この場所に恋い焦がれていると言っても過言ではないくらい、わたしはここが好きだ。
寒くも暑くもない空気を吸い込む。
独特な病院の匂いに肩の力が抜ける。
起き上がってみれば胸に心電図を図る小さな機械が取り付けられ、隣のナースセンターからピピピ…と電子音が響いた。

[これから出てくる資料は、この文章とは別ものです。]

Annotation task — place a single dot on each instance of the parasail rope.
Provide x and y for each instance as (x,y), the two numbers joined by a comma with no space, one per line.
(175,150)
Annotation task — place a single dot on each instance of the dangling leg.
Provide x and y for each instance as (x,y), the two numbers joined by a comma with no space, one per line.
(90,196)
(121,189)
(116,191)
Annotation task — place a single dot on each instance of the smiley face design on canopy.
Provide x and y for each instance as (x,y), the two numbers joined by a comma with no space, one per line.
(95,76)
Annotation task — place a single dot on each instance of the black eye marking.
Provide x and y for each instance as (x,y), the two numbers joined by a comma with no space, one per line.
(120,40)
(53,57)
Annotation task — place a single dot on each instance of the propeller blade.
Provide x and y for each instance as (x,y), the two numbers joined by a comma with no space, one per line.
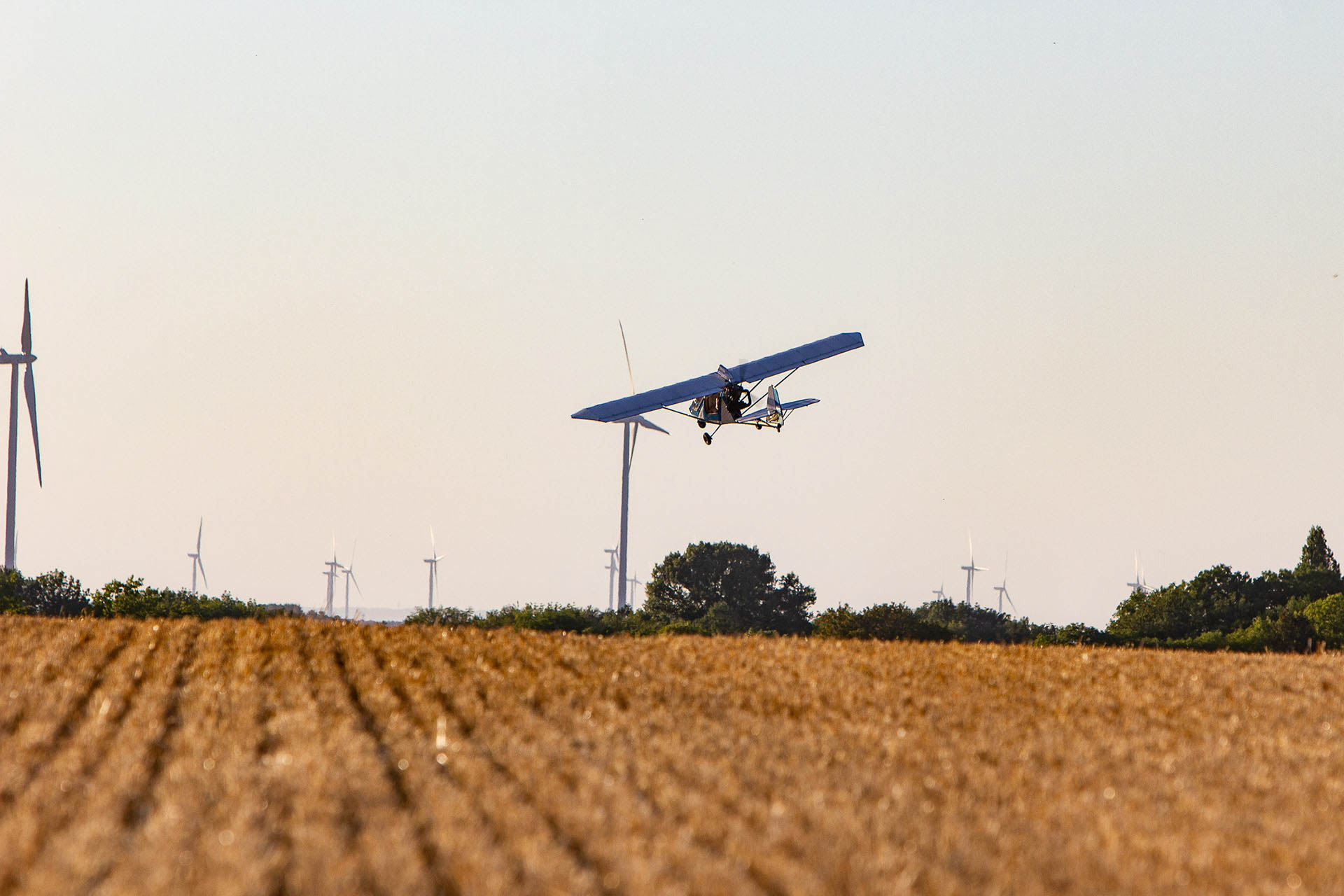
(27,321)
(30,391)
(628,368)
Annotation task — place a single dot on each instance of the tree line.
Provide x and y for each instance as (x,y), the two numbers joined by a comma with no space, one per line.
(733,589)
(721,587)
(57,594)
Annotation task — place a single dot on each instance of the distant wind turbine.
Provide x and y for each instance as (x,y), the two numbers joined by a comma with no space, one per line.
(632,433)
(332,571)
(1003,590)
(1139,583)
(350,577)
(612,566)
(435,556)
(195,559)
(30,393)
(971,571)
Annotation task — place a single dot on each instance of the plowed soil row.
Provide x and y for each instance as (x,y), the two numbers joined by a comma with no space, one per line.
(324,758)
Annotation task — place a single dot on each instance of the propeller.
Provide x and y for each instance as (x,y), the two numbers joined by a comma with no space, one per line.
(628,368)
(201,564)
(350,570)
(30,390)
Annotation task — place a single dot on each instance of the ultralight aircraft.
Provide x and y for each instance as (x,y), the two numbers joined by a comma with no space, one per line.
(726,396)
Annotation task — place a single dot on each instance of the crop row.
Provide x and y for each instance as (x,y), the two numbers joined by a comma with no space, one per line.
(296,757)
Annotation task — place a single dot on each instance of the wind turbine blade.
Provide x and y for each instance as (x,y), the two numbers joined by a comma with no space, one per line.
(628,368)
(27,321)
(30,391)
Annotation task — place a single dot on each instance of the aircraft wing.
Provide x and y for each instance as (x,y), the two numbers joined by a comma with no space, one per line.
(765,412)
(631,406)
(624,409)
(796,358)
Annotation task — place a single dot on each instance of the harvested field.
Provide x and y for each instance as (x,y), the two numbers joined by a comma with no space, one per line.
(324,758)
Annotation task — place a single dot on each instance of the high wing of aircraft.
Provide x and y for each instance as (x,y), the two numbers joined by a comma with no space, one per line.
(724,397)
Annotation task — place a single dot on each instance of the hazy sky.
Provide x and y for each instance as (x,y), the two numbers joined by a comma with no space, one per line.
(314,269)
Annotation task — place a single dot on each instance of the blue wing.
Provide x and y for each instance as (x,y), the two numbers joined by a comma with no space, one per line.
(711,383)
(652,400)
(796,358)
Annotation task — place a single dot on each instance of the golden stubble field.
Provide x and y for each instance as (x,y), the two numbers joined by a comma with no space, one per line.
(326,758)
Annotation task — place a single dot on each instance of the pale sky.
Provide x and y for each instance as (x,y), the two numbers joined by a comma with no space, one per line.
(314,269)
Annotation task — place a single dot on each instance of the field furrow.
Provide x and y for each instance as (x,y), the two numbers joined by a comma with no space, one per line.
(296,757)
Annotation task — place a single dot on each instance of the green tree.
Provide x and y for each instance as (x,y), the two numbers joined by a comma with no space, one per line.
(55,594)
(1327,617)
(692,584)
(1316,554)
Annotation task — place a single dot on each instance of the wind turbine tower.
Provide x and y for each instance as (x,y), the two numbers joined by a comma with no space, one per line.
(350,577)
(435,556)
(195,559)
(30,393)
(612,566)
(1003,592)
(334,570)
(971,571)
(1139,583)
(632,431)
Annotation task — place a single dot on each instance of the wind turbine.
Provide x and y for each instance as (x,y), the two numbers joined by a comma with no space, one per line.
(632,431)
(1139,583)
(332,571)
(30,393)
(1003,590)
(195,559)
(435,556)
(971,570)
(610,584)
(350,577)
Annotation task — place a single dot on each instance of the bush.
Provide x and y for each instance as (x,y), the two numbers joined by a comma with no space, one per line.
(1327,617)
(441,617)
(130,598)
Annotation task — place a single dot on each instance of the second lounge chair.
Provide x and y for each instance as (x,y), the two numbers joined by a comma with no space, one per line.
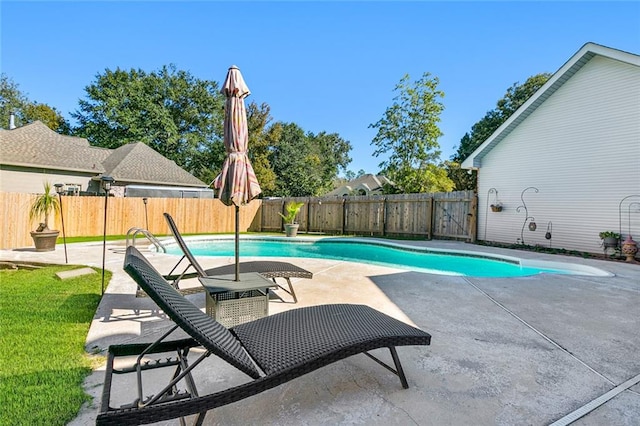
(268,268)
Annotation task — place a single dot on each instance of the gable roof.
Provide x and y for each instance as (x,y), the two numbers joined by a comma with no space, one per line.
(368,182)
(573,65)
(138,163)
(36,145)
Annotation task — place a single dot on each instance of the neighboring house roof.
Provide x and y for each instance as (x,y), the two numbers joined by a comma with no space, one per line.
(367,183)
(139,163)
(36,145)
(575,63)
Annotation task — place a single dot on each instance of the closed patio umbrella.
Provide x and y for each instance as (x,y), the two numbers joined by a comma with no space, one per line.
(237,183)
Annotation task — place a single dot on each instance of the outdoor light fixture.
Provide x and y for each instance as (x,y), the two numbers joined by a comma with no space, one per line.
(60,191)
(145,200)
(107,181)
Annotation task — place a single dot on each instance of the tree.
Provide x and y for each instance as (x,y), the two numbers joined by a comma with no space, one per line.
(307,164)
(262,139)
(293,163)
(333,154)
(409,132)
(176,114)
(25,111)
(513,99)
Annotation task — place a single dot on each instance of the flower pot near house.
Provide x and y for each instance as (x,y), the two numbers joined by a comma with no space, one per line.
(629,248)
(42,207)
(609,239)
(290,226)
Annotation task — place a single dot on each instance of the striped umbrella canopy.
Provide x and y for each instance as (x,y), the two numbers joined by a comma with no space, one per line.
(237,183)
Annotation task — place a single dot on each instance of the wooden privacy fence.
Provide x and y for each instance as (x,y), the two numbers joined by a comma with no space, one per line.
(434,215)
(84,216)
(438,215)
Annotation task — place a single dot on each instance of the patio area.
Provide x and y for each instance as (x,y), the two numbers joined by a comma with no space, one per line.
(506,351)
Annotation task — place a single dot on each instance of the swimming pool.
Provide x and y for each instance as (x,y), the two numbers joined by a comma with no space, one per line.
(378,252)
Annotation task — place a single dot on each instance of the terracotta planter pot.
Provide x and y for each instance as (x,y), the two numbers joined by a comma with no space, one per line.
(291,229)
(45,240)
(610,242)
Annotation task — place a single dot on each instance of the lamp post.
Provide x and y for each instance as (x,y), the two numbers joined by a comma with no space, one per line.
(107,181)
(59,190)
(145,200)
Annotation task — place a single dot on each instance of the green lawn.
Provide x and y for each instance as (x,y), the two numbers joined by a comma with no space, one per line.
(43,326)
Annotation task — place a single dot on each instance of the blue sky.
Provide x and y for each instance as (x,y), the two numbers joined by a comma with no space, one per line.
(327,66)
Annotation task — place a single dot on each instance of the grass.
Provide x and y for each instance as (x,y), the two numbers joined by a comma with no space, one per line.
(44,323)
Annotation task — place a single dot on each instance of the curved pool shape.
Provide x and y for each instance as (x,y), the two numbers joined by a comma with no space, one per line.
(392,254)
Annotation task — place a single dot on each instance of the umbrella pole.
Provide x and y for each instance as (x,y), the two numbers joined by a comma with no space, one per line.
(237,243)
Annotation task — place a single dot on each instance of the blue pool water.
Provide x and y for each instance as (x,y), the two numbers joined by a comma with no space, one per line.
(416,259)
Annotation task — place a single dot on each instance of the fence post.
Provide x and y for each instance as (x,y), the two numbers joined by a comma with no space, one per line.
(473,218)
(344,214)
(431,209)
(384,216)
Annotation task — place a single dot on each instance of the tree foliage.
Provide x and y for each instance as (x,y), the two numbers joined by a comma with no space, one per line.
(262,138)
(307,164)
(25,111)
(408,133)
(513,99)
(176,114)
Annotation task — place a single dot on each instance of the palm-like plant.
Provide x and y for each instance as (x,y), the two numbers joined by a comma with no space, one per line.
(292,208)
(43,205)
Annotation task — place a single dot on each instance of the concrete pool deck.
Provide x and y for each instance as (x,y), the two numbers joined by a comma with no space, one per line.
(528,350)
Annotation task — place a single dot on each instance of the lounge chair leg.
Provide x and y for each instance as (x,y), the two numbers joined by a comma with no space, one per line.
(399,370)
(291,291)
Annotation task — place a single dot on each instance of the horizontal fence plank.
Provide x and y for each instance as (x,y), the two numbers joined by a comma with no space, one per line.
(432,215)
(84,216)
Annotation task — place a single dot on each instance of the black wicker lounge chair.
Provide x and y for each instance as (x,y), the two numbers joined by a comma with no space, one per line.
(269,269)
(271,350)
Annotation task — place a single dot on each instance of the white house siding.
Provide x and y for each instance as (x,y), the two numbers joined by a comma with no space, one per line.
(15,179)
(581,150)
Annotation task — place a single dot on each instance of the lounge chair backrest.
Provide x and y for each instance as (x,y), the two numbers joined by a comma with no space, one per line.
(204,329)
(183,245)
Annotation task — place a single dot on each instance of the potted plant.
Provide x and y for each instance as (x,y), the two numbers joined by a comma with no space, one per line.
(497,207)
(609,238)
(290,226)
(42,207)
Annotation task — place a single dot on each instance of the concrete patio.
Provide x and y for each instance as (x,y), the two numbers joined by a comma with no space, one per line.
(504,351)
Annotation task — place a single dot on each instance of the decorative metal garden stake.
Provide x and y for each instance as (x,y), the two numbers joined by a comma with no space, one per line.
(107,181)
(59,190)
(145,200)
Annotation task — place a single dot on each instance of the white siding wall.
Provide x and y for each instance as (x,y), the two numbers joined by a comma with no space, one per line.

少ししてナースがやって来て起き上がったわたしをまた寝かせ、手にしていた新しい液体の入った袋を点滴台から交換していく。
何となく、あれは安定剤か鎮静剤なのだなあと思う。
また一人ぼっちになると、お手洗いに行きたくなる。
ベッドから起きてスリッパを履き、立ち上がると、ナースセンターから微かな話し声が聞こえてきた。
「……号室の患者さん、拘束抜けちゃったらしいのよ」
「それ三階の?危なくないですか?」
「ええ、すぐにでも探さないとって大騒ぎみたい」
よく分からないが大変そうだ。
「被害が出る前に他の患者さんを一旦外に出さないと…」
ピタリと足が止まった。
外に出すだって?冗談じゃない!
もうわたしは外の世界になんか出たくない。
「…そうだ、殺せばいいんだ」
危ないって言われるようなヤツなら死んだって構わないだろう。
一旦戻ってベッドの周りを探すとお見舞いの果物と一緒に折りたたみ式の果物ナイフがあった。
それを手に隠し持ってお手洗いへ向かった。
用を足し、手を洗いながら考える。
どこにソイツはいるんだろう。
三階って言っていたから下りなきゃいけないかな。
でもエレベーターは鍵がないと使えないし、階段で下りるのは骨が折れそうだ。
ふとお手洗いから出ようとして廊下に誰か人の気配を感じた。
他の患者かと思ったが、どうにも入って来る様子はない。
――……まさか…?
果物ナイフを開き、右で逆手に持ちながらジリジリと出入り口へ行く。
角を曲がった瞬間に誰かがわたしの肩を掴み、床へ引き倒された。
ぐさり、左脇腹に何かが刺さる感触。
わたしは目の前にある長身に躊躇うことなく果物ナイフを突き立てた。
すると今まで聞いたこともないような、聞くに堪えない悲鳴が廊下にこだまする。
それに押されるように二度、三度突き刺せば目の前の身体はバッタリ倒れて動かなくなった。
足音に相手だが自分のだが判らない紅がゆっくり広がり、無機質な世界に色を付けていく。
「…これで帰らなくて済む」
腹が痛いけれど、嬉しさに笑みが浮かぶ。
これで外に出る必要がなくなる。
わたしはここにいられる。
「あはは、あはははははっ」
ナースのやって来る足音を聞きながら喜びのあまり笑いが止まらなかった。